Mari kita adopsi sebuah ilustrasi tentang seorang ibu yang berniat membeli baju baru untuk anaknya. Ibu A yang pergi ke mall tanpa anaknya memilih sendiri sesuai selera, sementara ibu B yang membawa anaknya memberikan kesempatan pada si anak untuk memilih sendiri baju yang disukainya. Dari ilustrasi itu kita bisa menilai yang mana lebih mengedepankan nilai-nilai partisipatif pada anak. Tentunya tanpa melabeli bermaksud mencari yang mana salah dan yang mana benar. Karena tujuan awal kita adalah untuk mencari pola pikir dan pola perlakuan yang lebih maju dan manusiawi.
Dari ilustrasi tersebut, sekali lagi kita tak bermaksud mencari yang mana benar dan mana yang salah. Parameter yang kita gunakan bukan keduanya. Ini tentang pemikiran yang lebih maju dan mengedepankan rasa kemanusiaan. Jika peradaban telah dimulai sejak beribu tahun lalu, mengapa perspektif manusia tak dapat berkembang? Sementara seperti yang disinggung sebelumnya bahwasannya teknologi terus berkembang dari masa ke masa.
Mengapa keterlibatan masyarakat sangat penting dalam konteks pembangunan? Coba renungkan! Ini bukan pembahasan klasik seperti tema yang dimunculkan di setiap seminar-seminar formal. Namun rupanya kita harus lebih memahami tentang keterlibatan aktif masyarakat itu secara mendalam.
Banyaknya diskursus yang menuangkan gagasan partisipatif sepertinya belum berhasil menggugah pemahaman kita akan makna yang sebenarnya. Jadinya kita cenderung menyampingkan peran orang lain yang sebenarnya lebih tahu dan paham. Selama ini kita banyak mengandalkan asumsi semata. Kita mudah mendeskripsikan pandangan berdasarkan sudut tempat kita melihat yang sudah jelas-jelas terbatas. Hanya karena selembaran Ijazah dan outfit berwibawa yang melekat dalam raga kita lantas lupa bahwa sang pencipta telah menciptakan manusia dengan ujiannya yang berbeda-beda, yang mana pengetahuannya terbatas terhadap apa yang ada dalam hati dan pengalamannya masing-masing.
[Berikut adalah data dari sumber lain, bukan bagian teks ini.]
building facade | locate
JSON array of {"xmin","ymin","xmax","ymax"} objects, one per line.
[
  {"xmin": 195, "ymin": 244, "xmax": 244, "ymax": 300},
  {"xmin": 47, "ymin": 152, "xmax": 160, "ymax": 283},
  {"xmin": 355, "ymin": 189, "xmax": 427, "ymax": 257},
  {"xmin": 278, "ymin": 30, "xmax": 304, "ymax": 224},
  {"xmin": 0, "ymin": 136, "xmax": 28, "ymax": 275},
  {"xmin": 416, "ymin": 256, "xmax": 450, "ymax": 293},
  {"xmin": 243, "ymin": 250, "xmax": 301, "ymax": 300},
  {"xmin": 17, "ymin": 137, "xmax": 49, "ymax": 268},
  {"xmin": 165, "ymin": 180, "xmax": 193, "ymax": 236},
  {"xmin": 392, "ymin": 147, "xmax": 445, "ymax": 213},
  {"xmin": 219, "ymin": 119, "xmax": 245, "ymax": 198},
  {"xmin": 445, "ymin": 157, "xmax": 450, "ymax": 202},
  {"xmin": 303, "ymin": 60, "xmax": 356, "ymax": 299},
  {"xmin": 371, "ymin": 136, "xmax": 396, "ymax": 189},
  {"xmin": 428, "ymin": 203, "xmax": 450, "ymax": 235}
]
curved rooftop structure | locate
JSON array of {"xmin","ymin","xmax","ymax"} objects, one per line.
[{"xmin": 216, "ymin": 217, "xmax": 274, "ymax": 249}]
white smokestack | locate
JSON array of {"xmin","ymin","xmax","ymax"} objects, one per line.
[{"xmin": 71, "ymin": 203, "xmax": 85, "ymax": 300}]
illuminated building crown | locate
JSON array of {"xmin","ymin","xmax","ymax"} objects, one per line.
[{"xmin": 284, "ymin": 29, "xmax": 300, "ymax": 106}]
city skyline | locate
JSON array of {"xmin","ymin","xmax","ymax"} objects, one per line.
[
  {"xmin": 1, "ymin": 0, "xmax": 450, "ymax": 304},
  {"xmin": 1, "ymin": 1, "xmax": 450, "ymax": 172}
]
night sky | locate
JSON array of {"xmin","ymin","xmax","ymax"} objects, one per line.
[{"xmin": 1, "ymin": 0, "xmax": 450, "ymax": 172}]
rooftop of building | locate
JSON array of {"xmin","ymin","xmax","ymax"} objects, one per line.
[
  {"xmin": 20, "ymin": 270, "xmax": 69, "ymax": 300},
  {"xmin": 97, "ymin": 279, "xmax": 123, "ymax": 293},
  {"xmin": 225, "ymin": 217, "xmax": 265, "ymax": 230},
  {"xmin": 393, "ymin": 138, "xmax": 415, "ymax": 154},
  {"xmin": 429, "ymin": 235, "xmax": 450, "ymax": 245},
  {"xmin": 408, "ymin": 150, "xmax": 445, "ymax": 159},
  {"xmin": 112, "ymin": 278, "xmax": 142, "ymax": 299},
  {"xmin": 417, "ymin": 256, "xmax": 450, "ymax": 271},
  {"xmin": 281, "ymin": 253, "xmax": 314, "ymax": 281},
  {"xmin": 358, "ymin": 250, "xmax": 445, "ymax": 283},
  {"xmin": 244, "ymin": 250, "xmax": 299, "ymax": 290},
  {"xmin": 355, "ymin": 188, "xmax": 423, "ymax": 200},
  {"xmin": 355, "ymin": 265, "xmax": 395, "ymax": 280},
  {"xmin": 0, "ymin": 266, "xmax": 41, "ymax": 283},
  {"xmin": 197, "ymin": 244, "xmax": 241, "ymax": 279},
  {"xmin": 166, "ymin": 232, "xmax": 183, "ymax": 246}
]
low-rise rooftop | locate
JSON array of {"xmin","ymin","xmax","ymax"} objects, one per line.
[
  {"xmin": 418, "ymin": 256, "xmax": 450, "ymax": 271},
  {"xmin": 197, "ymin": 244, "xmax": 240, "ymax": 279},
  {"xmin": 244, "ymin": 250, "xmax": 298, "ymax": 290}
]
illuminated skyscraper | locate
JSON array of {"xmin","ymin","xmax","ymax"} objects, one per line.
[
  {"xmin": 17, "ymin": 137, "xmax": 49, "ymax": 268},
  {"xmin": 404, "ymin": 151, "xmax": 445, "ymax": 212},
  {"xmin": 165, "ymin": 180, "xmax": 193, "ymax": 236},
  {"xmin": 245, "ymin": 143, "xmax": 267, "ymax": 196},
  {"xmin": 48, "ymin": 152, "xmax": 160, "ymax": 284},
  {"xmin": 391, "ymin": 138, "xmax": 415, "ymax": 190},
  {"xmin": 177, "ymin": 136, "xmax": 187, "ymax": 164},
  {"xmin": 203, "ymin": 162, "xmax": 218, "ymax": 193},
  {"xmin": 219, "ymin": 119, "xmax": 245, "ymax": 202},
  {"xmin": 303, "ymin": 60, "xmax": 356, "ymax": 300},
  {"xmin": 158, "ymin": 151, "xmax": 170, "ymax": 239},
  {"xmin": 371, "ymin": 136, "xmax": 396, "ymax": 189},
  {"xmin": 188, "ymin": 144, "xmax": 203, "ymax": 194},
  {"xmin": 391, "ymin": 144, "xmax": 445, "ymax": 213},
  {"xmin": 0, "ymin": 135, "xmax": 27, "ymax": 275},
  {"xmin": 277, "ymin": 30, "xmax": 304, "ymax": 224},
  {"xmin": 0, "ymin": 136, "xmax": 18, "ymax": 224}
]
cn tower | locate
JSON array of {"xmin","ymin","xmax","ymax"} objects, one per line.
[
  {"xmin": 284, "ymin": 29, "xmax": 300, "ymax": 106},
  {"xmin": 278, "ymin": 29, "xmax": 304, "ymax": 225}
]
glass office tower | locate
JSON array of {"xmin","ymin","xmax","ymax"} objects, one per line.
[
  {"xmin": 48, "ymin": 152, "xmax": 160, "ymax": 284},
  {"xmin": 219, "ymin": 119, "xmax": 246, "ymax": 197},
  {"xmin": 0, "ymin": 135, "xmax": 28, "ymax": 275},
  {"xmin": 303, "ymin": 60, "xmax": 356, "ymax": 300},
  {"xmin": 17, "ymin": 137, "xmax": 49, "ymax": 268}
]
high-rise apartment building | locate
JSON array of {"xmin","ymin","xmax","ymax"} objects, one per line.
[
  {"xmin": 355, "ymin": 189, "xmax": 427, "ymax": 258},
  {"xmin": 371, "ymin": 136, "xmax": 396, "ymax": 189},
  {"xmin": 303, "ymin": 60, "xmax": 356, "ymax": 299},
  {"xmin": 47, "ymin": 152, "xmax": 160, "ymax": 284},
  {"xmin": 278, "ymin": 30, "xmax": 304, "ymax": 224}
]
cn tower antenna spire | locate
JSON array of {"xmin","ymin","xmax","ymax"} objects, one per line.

Kita merasa lebih tahu apa yang orang lain butuhkan. Dari asumsi tersebut lahirlah kebijakan pembangunan yang disebut strategis. Atas kebanggaan lahirnya kebijakan sepihak maka suara-suara kritik disepelekan. Bahkan dicerca dengan narasi-narasi pembelaan nan berkeangkuhan. Itulah tragedi yang lebih memilukan daripada sebuah pemberontakan, karena secara tak langsung membungkam suara orang-orang yang membela haknya.
Kita kembali pada keberadaan akomodasi bagi upaya pembangunan literasi di kalangan tunanetra. PERTUNI Sulsel yang beberapa tahun belakangan meninjau keberadaan akses bacaan di Kota Makassar, harus bilang kalau beberapa perpustakaan sudah memerhatikan aksesibilitas fisik yang ramah disabilitas. Sayangnya fasilitas tersebut kurang menjangkau sasaran dari entitas masyarakat rentan, yaitu disabilitas itu sendiri. Ibarat gula, tapi semutnya tidak menghampiri.
Mungkin sebagian akan mengambil kesimpulan kalau tunanetra memiliki minat baca yang rendah. Tapi, pernyataan tersebut terlalu cepat untuk dlontarkan bahkan bisa terbantahkan dengan sebuah pertanyaan, apakah hal itu sudah divalidasi melalui sebuah kajian ilmiah? Diriku tak pernah mendapat kabar dari manapun tentang adanya kunjungan perpustakaan keliling yang mengajak siswa dan mahasiswa tunanetra membaca sehingga berbondong-bondong datang ke perpustakaan. Bahkan, sosialisasi tentang perpustakaan digital yang bisa diakses oleh tunanetra mungkin tak pernah teralisasi selama ini.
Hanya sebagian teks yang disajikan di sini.